Greece was introduced to euro in 2002 but since then many things have changed. In 2011 Greece is ranking 88th in the world in the Index of Economic Freedom and 83rd in Global Competitiveness Index, worse than Latvia and Bulgaria, while France is 15th in the world. The country has to deal with 25% unemployment, illegal immigration, high levels of political and economic corruption and inflation totally up to 75% since 2002. According to Eurostat Greece has public debt 161.7% of its GDP for 2011 when officials say that growth returned. In order an EU member state to join the eurozone, it should fulfill the following euro convergence criteria, also known as the Maastricht criteria.
1. Inflation rates: No more than 1.5 percentage points higher than the average of the three best performing member states of the EU.
2. Government finance:
Annual government deficit:
The ratio of the annual government deficit to gross domestic product (GDP) must not exceed 3% at the end of the preceding fiscal year. If not it is at least required to reach a level close to 3%. Only exceptional and temporary excesses would be granted for exceptional cases.

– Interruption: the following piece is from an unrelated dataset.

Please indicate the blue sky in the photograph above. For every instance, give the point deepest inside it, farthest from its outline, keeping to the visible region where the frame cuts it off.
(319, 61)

The ratio of gross government debt to GDP must not exceed 60% at the end of the preceding fiscal year. Even if the target cannot be achieved due to the specific conditions, the ratio must have sufficiently diminished and must be approaching the reference value at a satisfactory pace.
3. Exchange rate: Applicant countries should have joined the exchange-rate mechanism (ERM II) under the European Monetary System (EMS) for two consecutive years and should not have devalued its currency during the period.
4. Long-term interest rates: The nominal long-term interest rate must not be more than 2 percentage points higher than in the three lowest inflation member states.